The trouble comes for individuals whose income changes dramatically from year to year. These new health-care subsidies are targeted at low- and middle-income taxpayers.
"Say one wage earner didn't have a job, and their income was 200% of the poverty line, and then midway through the year they get a job and the credit stops," says Judy Solomon ,of the liberal Center on Budget and Policy Priorities. "But at the end of the year, if their income was over 400% of the poverty line, they have to pay everything back."
The Camp bill, says Solomon, would change what had been a stair-step scale for repayment into a series of cliffs. For some households, the results could be dramatic: The Kaiser Commission on Medicaid and the Uninsured estimated recently that for certain families with two working parents earning a combined $90,000, a sudden $5,000 end-of-year bonus for one parent could push the family over the subsidy line and stick it with an unexpected tax bill of $11,200.
So what happens if Camp's 1099 repeal bill passes the House, which seems likely?
It will end up in a conference committee to reconcile the differences with the Senate version -- and it's tough to say how the Democrat-controlled Senate will respond to a bill that pays for a 1099 fix with decreased health-insurance subsidies.

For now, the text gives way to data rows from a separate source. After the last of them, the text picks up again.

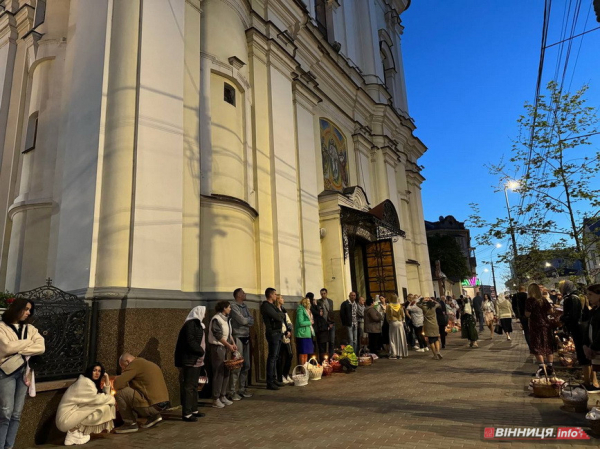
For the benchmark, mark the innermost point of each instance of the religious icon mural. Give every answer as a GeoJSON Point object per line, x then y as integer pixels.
{"type": "Point", "coordinates": [335, 156]}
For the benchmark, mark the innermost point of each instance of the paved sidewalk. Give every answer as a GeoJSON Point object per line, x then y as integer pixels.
{"type": "Point", "coordinates": [411, 403]}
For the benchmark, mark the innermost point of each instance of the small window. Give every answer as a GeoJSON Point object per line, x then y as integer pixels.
{"type": "Point", "coordinates": [229, 94]}
{"type": "Point", "coordinates": [31, 136]}
{"type": "Point", "coordinates": [40, 13]}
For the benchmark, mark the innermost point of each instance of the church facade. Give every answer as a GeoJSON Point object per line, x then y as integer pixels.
{"type": "Point", "coordinates": [158, 154]}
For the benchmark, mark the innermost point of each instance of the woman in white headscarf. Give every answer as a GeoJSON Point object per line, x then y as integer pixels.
{"type": "Point", "coordinates": [505, 314]}
{"type": "Point", "coordinates": [189, 358]}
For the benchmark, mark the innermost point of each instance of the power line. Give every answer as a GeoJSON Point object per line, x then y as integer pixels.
{"type": "Point", "coordinates": [573, 37]}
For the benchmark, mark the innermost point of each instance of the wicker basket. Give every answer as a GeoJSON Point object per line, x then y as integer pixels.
{"type": "Point", "coordinates": [202, 380]}
{"type": "Point", "coordinates": [300, 379]}
{"type": "Point", "coordinates": [234, 362]}
{"type": "Point", "coordinates": [364, 359]}
{"type": "Point", "coordinates": [336, 366]}
{"type": "Point", "coordinates": [315, 371]}
{"type": "Point", "coordinates": [546, 391]}
{"type": "Point", "coordinates": [579, 404]}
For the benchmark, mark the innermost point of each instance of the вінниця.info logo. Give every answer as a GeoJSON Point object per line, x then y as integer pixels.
{"type": "Point", "coordinates": [535, 433]}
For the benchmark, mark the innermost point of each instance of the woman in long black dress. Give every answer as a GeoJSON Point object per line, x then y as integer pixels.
{"type": "Point", "coordinates": [541, 342]}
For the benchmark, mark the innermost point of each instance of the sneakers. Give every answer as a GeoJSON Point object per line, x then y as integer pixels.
{"type": "Point", "coordinates": [152, 421]}
{"type": "Point", "coordinates": [76, 437]}
{"type": "Point", "coordinates": [127, 428]}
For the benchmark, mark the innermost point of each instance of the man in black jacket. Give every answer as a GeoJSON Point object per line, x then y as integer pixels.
{"type": "Point", "coordinates": [520, 311]}
{"type": "Point", "coordinates": [478, 309]}
{"type": "Point", "coordinates": [273, 319]}
{"type": "Point", "coordinates": [349, 317]}
{"type": "Point", "coordinates": [328, 314]}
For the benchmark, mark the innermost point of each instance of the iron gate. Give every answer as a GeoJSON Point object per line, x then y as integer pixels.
{"type": "Point", "coordinates": [64, 320]}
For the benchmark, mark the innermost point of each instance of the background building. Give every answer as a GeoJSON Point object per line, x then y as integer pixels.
{"type": "Point", "coordinates": [449, 226]}
{"type": "Point", "coordinates": [157, 154]}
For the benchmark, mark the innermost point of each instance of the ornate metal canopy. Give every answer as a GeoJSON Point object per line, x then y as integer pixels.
{"type": "Point", "coordinates": [379, 223]}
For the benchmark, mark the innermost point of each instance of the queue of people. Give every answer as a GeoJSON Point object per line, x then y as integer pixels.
{"type": "Point", "coordinates": [379, 326]}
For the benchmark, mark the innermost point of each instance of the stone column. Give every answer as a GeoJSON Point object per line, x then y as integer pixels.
{"type": "Point", "coordinates": [114, 232]}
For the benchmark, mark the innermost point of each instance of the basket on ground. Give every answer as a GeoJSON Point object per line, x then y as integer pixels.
{"type": "Point", "coordinates": [364, 359]}
{"type": "Point", "coordinates": [300, 378]}
{"type": "Point", "coordinates": [574, 396]}
{"type": "Point", "coordinates": [315, 371]}
{"type": "Point", "coordinates": [234, 361]}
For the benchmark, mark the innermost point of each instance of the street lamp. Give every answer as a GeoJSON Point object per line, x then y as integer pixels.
{"type": "Point", "coordinates": [512, 185]}
{"type": "Point", "coordinates": [498, 245]}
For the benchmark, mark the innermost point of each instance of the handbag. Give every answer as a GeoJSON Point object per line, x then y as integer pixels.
{"type": "Point", "coordinates": [12, 364]}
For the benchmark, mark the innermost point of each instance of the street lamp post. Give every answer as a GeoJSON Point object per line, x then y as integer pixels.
{"type": "Point", "coordinates": [512, 185]}
{"type": "Point", "coordinates": [498, 245]}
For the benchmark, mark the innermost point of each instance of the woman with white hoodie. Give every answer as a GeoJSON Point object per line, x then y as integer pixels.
{"type": "Point", "coordinates": [189, 358]}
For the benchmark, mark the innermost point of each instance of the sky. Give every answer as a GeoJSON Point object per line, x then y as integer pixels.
{"type": "Point", "coordinates": [470, 65]}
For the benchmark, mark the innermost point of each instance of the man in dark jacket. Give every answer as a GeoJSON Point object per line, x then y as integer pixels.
{"type": "Point", "coordinates": [478, 309]}
{"type": "Point", "coordinates": [273, 319]}
{"type": "Point", "coordinates": [349, 317]}
{"type": "Point", "coordinates": [327, 305]}
{"type": "Point", "coordinates": [520, 311]}
{"type": "Point", "coordinates": [189, 357]}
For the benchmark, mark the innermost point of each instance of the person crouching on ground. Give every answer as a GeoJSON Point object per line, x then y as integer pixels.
{"type": "Point", "coordinates": [395, 316]}
{"type": "Point", "coordinates": [189, 358]}
{"type": "Point", "coordinates": [141, 391]}
{"type": "Point", "coordinates": [87, 406]}
{"type": "Point", "coordinates": [348, 359]}
{"type": "Point", "coordinates": [221, 341]}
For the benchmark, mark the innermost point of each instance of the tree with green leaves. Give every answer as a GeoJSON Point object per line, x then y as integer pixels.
{"type": "Point", "coordinates": [555, 168]}
{"type": "Point", "coordinates": [446, 249]}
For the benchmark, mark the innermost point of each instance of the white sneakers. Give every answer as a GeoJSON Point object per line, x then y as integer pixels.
{"type": "Point", "coordinates": [76, 437]}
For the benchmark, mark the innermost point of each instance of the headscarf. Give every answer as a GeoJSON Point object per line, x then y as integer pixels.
{"type": "Point", "coordinates": [567, 288]}
{"type": "Point", "coordinates": [348, 353]}
{"type": "Point", "coordinates": [197, 313]}
{"type": "Point", "coordinates": [89, 373]}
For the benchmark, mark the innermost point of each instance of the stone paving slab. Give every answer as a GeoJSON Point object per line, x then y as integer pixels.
{"type": "Point", "coordinates": [416, 402]}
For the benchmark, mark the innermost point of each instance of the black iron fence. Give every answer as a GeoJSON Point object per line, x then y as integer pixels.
{"type": "Point", "coordinates": [67, 324]}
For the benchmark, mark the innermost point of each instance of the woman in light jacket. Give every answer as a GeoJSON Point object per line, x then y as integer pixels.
{"type": "Point", "coordinates": [221, 340]}
{"type": "Point", "coordinates": [18, 341]}
{"type": "Point", "coordinates": [505, 314]}
{"type": "Point", "coordinates": [395, 317]}
{"type": "Point", "coordinates": [86, 407]}
{"type": "Point", "coordinates": [284, 361]}
{"type": "Point", "coordinates": [303, 332]}
{"type": "Point", "coordinates": [189, 358]}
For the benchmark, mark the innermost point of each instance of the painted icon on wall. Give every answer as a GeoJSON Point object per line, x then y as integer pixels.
{"type": "Point", "coordinates": [335, 156]}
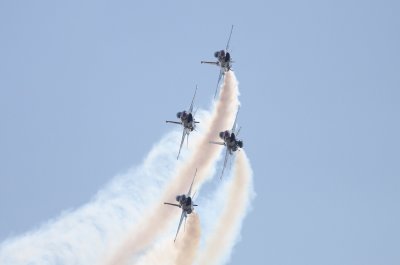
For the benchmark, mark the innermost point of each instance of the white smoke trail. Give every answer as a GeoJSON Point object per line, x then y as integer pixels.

There is some precedent: Congress used a similar maneuver in December to find $19 billion to pay for its "doc fix," the annual band-aid it slaps on legislation that would otherwise lead to a 25% cut in doctors' Medicare reimbursement rates. But the move was controversial, and that fight went right down to the deadline wire.
Which means small business owners -- the ones who will be most affected by the 1099 paperwork blizzard if it takes effect next year, as scheduled -- should brace themselves for a long slog toward repealing this mandate that both Republicans and Democrats want to kill off.
"I don't think we have any sense of where that is heading right now," Solomon says. "It'll probably be a while."